On the uranium industry

“Appreciate your daily audios, which I listen to every morning while I commutate in the bus to work. I wanted to get your opinion on the Uranium industry, I have been observing uranium miners and explorers all along since the Japan nuclear disaster and as everybody knows, they have become extremely cheap, for a reason. Everyone knows as well the headwinds: - Sentiment towards nuclear power - Supply overhaul (and recent articles on GS and DB to sell their uranium trading desk) - Japan's delay in re-opening the first nuclear stations (even though Masuzoe San recent election as Tokyo governor might be a small step forward to re-open the first power stations) My question is: - Do you believe that all of these negative factors are priced in the mining share prices, as well as Uranium price? In other words, how much further can they increase? - Isn't this a typical contrarian value investor play? Industry hated by everyone, but many nuclear reactors are still being built in China, India, South Korea, Emirates, just to name a few). The Megatons to Megawatts Program between Russia and the United States has ended in December 2013 after 20 years, but the market has not replied with a strong reaction. Is 2014 the year for a uranium comeback? Apologies for bombarding you with so many questions.”

David Fuller's view

No need for apologies, not least because you have provided us with more information than questions.  You clearly do your homework, just like many other subscribers, and we are all wiser for it. 
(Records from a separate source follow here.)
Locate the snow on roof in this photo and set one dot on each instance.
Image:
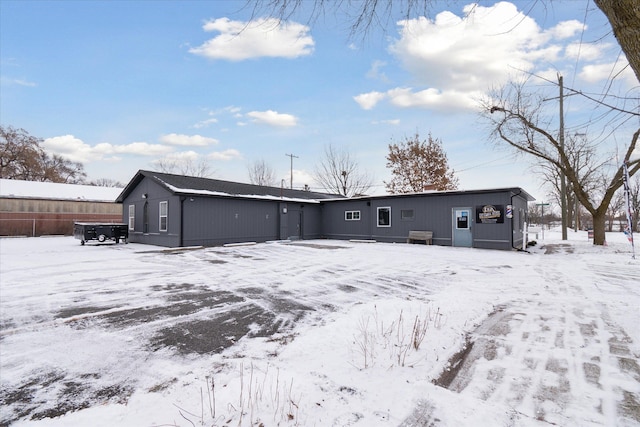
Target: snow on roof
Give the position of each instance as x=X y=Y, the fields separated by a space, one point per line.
x=244 y=196
x=13 y=188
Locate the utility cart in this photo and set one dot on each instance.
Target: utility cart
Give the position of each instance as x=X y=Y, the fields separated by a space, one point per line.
x=85 y=231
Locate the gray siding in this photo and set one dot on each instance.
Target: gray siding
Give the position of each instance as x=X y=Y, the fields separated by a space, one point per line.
x=432 y=212
x=148 y=230
x=211 y=221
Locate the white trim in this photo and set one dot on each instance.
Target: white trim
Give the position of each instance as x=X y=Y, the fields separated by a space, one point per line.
x=132 y=217
x=166 y=216
x=378 y=217
x=354 y=214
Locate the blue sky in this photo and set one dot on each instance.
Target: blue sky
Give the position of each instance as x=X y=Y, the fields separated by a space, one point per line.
x=120 y=85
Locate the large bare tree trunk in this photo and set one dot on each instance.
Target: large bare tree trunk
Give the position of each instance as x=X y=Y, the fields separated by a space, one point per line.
x=599 y=228
x=624 y=17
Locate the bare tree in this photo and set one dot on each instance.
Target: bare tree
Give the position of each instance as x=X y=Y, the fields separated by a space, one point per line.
x=339 y=173
x=615 y=209
x=419 y=166
x=589 y=170
x=20 y=154
x=22 y=157
x=188 y=167
x=623 y=16
x=260 y=173
x=516 y=118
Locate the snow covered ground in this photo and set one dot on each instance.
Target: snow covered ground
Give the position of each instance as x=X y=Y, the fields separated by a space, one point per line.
x=319 y=333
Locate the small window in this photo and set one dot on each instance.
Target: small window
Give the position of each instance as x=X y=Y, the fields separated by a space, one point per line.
x=352 y=215
x=384 y=217
x=406 y=214
x=132 y=217
x=163 y=216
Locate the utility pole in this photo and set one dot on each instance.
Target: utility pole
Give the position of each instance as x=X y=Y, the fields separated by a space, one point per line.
x=292 y=157
x=563 y=184
x=542 y=205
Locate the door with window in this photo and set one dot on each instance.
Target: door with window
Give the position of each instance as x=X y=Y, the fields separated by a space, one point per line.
x=462 y=222
x=294 y=224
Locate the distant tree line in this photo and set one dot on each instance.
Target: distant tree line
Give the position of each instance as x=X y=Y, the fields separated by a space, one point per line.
x=22 y=157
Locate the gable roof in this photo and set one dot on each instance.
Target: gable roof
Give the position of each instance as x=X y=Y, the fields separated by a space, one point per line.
x=191 y=186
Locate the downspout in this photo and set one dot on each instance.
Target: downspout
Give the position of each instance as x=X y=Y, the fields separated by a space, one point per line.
x=523 y=240
x=181 y=240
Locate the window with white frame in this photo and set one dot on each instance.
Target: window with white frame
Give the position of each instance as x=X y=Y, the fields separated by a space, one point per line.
x=132 y=217
x=384 y=216
x=352 y=215
x=163 y=216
I would say that uranium shares are extremely depressed but not necessarily cheap because earnings are weak.  While I have long felt that contrarian thinking was a useful discipline - not least because markets reflect fashion in addition to fundamentals and liquidity - would Warren Buffett describe uranium miners as a typical contrarian investor play?  He might but I doubt it because the book value is far from obvious.  The best I can say is that a few uranium miners are sitting on a considerable supply of a currently undervalued resource.  
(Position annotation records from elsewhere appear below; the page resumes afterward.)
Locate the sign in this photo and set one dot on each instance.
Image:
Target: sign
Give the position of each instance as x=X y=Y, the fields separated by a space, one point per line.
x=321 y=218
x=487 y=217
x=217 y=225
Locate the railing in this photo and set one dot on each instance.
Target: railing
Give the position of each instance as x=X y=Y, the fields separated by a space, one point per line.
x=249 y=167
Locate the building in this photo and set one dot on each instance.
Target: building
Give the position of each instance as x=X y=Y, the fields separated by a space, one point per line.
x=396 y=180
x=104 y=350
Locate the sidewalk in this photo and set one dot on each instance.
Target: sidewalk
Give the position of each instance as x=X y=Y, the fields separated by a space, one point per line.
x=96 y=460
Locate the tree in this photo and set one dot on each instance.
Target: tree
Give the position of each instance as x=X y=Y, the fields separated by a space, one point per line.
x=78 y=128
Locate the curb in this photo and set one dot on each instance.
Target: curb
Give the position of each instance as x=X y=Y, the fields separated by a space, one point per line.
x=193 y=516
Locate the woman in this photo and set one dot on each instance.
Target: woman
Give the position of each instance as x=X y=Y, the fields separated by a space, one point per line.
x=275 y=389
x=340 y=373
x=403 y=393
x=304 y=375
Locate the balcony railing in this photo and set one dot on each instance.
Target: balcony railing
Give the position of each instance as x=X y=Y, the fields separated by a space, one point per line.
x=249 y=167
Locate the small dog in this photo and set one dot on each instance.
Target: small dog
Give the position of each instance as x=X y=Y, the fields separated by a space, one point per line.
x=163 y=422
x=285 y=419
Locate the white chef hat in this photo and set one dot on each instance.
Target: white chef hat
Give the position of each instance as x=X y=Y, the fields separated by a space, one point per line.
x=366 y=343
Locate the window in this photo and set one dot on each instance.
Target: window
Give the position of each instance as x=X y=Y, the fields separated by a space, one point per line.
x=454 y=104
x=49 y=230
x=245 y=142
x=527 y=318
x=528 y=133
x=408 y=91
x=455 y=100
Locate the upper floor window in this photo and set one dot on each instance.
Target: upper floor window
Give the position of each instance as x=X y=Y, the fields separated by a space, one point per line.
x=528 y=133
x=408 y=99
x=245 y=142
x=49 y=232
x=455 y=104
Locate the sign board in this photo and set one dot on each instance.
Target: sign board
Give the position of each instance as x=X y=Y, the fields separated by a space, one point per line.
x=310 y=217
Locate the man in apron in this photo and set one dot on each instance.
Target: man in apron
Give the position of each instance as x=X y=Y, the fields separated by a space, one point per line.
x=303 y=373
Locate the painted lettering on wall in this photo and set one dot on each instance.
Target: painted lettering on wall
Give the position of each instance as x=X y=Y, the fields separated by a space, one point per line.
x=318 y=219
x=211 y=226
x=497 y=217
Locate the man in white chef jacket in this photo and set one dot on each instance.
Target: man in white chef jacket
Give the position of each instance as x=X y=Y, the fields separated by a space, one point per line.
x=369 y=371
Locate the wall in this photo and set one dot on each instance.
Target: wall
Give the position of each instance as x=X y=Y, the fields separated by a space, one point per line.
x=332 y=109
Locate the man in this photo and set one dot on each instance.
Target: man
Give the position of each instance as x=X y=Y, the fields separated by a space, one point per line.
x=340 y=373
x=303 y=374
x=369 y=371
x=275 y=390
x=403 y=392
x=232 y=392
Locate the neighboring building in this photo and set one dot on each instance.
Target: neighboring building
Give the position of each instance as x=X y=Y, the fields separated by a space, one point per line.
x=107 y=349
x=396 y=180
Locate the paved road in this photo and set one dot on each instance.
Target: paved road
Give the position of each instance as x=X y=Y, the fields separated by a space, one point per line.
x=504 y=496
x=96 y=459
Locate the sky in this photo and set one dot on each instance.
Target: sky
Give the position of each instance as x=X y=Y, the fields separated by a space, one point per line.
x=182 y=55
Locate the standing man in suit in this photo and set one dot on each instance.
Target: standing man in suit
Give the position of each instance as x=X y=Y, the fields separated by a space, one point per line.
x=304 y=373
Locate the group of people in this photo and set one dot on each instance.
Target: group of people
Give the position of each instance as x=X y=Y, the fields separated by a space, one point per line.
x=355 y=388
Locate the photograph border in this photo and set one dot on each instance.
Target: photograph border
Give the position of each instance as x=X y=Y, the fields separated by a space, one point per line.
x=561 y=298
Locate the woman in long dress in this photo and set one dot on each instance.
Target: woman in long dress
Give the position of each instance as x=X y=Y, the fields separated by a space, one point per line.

I also think chart action will improve before the fundamentals, as major buyers eventually move in.  I would watch for this although there can be a number of false dawns before a significant recovery commences.  This chart of the World Uranium Total Return Index shows what I describe as ‘sleeper’ base formation characteristics but there is little interest in the form of big upward dynamics, which you can see during the 4Q 2008 bottoming process.  Cameco has plenty of uranium in one of the most stable and democratic countries.  Its chart also shows Type-3 (ranging, time and size) base formation development, as taught at The Chart Seminar.  It also makes money and has a yield of 1.7% but is not cheap with an estimated p/e of 26.3.
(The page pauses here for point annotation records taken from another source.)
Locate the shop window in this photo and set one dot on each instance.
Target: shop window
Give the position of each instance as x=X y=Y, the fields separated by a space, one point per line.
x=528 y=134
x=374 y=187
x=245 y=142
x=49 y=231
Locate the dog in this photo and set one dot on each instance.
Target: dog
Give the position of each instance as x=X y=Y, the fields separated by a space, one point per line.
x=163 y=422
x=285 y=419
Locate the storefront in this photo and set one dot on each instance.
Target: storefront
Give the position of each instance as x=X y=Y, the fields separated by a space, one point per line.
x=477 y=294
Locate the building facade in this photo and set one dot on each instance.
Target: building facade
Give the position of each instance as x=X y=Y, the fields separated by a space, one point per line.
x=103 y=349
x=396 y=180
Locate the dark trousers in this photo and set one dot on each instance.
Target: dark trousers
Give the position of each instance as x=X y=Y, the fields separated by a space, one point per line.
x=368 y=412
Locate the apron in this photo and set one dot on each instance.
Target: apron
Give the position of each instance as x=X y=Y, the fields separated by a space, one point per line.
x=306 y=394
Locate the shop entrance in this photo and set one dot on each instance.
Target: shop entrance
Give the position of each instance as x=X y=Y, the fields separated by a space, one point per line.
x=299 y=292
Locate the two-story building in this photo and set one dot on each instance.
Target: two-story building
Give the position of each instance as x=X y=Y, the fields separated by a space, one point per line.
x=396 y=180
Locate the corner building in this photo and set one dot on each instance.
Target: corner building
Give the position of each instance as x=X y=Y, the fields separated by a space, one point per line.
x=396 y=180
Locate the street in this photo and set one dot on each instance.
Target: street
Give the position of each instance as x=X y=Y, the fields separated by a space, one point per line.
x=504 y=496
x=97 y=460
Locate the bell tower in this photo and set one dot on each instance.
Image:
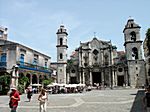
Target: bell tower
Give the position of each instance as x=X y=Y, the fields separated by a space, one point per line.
x=61 y=54
x=3 y=33
x=133 y=48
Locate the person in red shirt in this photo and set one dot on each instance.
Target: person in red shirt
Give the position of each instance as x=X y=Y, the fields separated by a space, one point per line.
x=14 y=98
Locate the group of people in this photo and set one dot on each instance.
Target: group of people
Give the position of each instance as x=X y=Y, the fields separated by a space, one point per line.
x=43 y=98
x=15 y=98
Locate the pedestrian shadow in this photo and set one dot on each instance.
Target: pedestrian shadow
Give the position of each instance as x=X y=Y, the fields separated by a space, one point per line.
x=138 y=104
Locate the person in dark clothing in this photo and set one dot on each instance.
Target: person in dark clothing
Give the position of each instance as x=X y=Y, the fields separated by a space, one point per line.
x=146 y=99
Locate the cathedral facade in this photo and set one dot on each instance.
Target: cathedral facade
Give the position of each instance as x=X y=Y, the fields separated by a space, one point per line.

In conclusion, I think it may be too soon to buy uranium shares, but if I did, I would favour those with earning and dividends as they would offer some consolation for patience.  I do maintain that miners are normally highly cyclical performers capable of late runs in tiring bull markets.  However, value investors are more likely to opt for the better current values of shares like Rio Tinto which has a current yield of 3.63 and an estimated p/e of 11.

In the interests of full disclosure, both Rio Tinto and Cameco are in my personal long-term investment portfolio.